Driving Collaboration
Each speaker sliced it differently in an Ives Hall panel discussion entitled "Who's Got the Answer? Conflict, Creativity and Collaboration in Education Reform."
There are no simple, national solutions to improve education, given that decision-making on public education for schoolchildren in the United States is highly decentralized with 14,500 autonomous districts, said Charles P. Rose. He served as U.S. Department of Education general counsel earlier in President Barack Obama's administration.
George Cohen A&S '55, Law '57, director of the Federal Mediation and Conciliation Services, said reforming education is America's "most daunting task." The path to improvement lies in a shared focus on student achievement for labor and management efforts, he said. Collective bargaining remains a powerful and important tool.
Randi Weingarten '80, president of the American Federation of Teachers, agreed that collective bargaining is a key process for advancing collaboration to improve schools. "Respect for education, teaching and learning … training teachers like we train doctors – that's the potential of collective bargaining," she said.
Christina Merchant, an ILR alum and clinical professor at Syracuse University's Maxwell School, asked Wednesday's panelists "What are your ideas for creating the will for labor and management to engage differently in our school systems?"
Modify behavior to increase collaboration, Cohen said, by emphasizing student success stories. "No one fights student achievement."

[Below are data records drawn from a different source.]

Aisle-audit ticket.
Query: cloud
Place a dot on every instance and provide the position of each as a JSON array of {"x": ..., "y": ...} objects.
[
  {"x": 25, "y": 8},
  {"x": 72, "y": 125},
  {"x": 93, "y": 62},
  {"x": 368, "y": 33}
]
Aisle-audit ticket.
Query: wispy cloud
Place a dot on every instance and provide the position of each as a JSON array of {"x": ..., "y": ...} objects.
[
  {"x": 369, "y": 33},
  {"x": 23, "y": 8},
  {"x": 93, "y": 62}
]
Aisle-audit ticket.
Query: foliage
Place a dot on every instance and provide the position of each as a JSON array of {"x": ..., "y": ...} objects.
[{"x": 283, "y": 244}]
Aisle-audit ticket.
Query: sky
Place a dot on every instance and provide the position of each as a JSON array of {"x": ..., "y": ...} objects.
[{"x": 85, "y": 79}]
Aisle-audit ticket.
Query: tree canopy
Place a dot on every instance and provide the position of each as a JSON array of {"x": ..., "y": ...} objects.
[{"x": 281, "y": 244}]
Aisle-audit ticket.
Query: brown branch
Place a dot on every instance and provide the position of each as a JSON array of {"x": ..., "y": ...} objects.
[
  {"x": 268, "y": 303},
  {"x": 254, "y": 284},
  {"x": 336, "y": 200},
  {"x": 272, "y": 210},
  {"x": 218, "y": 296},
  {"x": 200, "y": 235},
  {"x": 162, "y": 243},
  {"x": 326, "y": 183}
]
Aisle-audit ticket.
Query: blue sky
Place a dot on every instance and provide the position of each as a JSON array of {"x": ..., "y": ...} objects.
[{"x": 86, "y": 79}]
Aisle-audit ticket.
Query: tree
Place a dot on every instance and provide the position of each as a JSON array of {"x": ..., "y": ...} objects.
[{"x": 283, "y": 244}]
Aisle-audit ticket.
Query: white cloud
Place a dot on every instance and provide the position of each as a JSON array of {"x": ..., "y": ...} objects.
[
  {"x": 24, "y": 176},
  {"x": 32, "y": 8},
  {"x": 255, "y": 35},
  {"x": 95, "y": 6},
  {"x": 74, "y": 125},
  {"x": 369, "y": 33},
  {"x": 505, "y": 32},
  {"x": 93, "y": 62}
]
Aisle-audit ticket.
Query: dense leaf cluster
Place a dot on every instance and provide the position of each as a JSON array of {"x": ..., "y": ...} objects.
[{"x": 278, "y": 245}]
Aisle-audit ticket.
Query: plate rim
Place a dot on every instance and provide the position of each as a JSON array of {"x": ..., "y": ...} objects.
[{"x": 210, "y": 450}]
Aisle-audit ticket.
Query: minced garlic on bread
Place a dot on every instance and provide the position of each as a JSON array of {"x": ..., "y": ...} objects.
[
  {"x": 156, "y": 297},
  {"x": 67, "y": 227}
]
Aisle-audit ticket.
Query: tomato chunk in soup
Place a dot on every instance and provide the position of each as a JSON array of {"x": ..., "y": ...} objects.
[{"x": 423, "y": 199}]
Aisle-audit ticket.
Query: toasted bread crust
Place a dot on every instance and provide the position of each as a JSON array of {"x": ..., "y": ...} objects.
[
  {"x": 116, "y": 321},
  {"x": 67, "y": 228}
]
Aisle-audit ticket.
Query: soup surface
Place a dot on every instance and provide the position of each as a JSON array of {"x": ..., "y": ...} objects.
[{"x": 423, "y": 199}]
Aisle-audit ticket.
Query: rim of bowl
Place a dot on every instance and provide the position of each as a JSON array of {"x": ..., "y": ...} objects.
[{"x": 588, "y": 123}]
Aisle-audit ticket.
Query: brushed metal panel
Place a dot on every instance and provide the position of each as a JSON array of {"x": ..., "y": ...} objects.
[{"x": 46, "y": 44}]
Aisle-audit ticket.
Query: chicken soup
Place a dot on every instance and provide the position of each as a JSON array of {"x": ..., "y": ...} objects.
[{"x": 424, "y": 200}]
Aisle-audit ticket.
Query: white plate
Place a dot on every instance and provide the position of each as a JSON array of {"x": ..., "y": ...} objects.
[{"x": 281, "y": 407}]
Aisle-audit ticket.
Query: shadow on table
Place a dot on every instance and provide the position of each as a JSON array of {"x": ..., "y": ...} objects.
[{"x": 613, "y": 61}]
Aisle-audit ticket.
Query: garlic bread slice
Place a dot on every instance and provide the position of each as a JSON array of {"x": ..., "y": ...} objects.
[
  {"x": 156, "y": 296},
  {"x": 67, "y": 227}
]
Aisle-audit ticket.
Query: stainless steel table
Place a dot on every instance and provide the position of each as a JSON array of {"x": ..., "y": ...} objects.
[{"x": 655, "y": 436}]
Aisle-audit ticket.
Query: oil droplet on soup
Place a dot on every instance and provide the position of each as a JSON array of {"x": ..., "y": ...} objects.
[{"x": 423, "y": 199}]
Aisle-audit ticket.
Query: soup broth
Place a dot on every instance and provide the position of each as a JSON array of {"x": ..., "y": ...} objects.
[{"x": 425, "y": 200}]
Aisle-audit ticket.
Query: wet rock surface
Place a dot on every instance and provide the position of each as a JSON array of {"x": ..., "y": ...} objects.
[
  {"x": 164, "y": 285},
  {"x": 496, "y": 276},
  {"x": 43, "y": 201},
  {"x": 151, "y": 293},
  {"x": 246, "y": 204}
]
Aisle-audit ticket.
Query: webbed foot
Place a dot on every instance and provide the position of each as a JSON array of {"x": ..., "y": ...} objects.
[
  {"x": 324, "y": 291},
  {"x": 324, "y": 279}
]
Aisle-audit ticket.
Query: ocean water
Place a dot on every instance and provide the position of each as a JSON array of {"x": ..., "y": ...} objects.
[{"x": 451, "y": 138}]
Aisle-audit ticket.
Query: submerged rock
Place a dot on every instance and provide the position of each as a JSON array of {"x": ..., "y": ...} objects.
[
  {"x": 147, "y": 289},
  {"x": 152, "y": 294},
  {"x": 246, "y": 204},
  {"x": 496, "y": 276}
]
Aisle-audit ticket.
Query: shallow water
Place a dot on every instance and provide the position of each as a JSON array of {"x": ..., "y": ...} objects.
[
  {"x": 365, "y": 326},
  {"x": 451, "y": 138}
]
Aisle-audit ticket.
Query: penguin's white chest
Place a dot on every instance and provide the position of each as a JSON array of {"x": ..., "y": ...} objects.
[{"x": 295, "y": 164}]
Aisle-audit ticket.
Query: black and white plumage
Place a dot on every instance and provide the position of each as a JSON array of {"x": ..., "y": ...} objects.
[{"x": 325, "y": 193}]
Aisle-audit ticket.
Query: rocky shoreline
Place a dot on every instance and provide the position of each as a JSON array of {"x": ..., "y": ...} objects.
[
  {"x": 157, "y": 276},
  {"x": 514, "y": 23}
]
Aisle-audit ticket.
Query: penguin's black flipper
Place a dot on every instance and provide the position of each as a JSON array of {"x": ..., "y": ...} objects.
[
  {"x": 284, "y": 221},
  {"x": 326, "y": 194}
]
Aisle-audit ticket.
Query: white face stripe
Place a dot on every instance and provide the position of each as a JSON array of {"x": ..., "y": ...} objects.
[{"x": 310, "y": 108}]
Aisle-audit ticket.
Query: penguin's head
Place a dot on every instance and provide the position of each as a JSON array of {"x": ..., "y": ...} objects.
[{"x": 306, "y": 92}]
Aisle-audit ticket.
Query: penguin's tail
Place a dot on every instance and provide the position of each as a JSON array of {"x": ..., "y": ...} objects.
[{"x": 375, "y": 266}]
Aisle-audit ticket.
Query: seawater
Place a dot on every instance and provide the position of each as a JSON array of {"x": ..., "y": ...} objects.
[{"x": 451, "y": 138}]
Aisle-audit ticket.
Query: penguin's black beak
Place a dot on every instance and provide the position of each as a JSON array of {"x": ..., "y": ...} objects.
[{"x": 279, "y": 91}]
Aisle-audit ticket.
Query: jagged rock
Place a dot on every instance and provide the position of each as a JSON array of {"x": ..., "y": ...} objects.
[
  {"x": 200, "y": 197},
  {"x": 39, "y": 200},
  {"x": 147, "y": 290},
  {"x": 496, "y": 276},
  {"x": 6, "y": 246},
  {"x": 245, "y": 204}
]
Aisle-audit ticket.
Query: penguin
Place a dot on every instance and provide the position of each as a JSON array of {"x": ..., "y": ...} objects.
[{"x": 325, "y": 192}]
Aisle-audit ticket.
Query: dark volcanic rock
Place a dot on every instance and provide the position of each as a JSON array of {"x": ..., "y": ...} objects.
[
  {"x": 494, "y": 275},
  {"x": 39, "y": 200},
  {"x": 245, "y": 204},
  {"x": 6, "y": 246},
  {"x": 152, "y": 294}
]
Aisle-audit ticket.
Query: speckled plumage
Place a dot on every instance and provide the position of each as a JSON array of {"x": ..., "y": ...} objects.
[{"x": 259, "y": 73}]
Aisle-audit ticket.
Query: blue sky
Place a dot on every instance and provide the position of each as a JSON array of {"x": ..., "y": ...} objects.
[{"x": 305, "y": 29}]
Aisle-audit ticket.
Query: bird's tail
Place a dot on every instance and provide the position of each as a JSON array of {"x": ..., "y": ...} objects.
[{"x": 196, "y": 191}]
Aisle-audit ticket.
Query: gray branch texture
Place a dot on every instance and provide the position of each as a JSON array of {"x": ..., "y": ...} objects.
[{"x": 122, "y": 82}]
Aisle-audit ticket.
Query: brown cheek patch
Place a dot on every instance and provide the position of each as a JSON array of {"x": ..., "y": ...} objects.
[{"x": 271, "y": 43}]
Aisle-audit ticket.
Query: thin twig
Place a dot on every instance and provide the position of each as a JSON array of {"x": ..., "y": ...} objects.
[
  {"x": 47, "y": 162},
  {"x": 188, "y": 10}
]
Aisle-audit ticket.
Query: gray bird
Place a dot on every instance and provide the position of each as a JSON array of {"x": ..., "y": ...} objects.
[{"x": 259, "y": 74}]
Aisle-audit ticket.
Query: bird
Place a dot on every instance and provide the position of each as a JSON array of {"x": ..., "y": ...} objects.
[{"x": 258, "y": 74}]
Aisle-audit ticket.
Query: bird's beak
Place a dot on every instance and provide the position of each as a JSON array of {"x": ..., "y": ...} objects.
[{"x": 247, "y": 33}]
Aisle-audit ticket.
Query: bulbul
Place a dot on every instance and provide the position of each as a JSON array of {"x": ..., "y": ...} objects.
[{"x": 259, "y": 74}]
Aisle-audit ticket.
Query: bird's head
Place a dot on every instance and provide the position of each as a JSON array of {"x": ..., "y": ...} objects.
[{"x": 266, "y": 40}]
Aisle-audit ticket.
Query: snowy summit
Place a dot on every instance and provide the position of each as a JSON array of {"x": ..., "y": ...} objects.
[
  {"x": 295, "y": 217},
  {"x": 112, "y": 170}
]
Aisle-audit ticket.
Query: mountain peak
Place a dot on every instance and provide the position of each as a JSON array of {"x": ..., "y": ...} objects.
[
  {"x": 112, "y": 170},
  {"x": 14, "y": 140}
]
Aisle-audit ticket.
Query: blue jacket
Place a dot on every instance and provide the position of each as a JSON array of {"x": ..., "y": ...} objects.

Rose said creating the will to change at the local level can occur when the community partners become engaged. "It's something you can't legislate."
Susan Mittler, president of the Ithaca Teachers Association, asked the panelists how they define success in education.
Weingarten said a combination of hard and soft measures ranging from scientific data to surveys from community members – administrators, parents, students and teachers – can help gauge success. Measures are important, but when overemphasized can dampen the risk-taking and innovation needed to improve.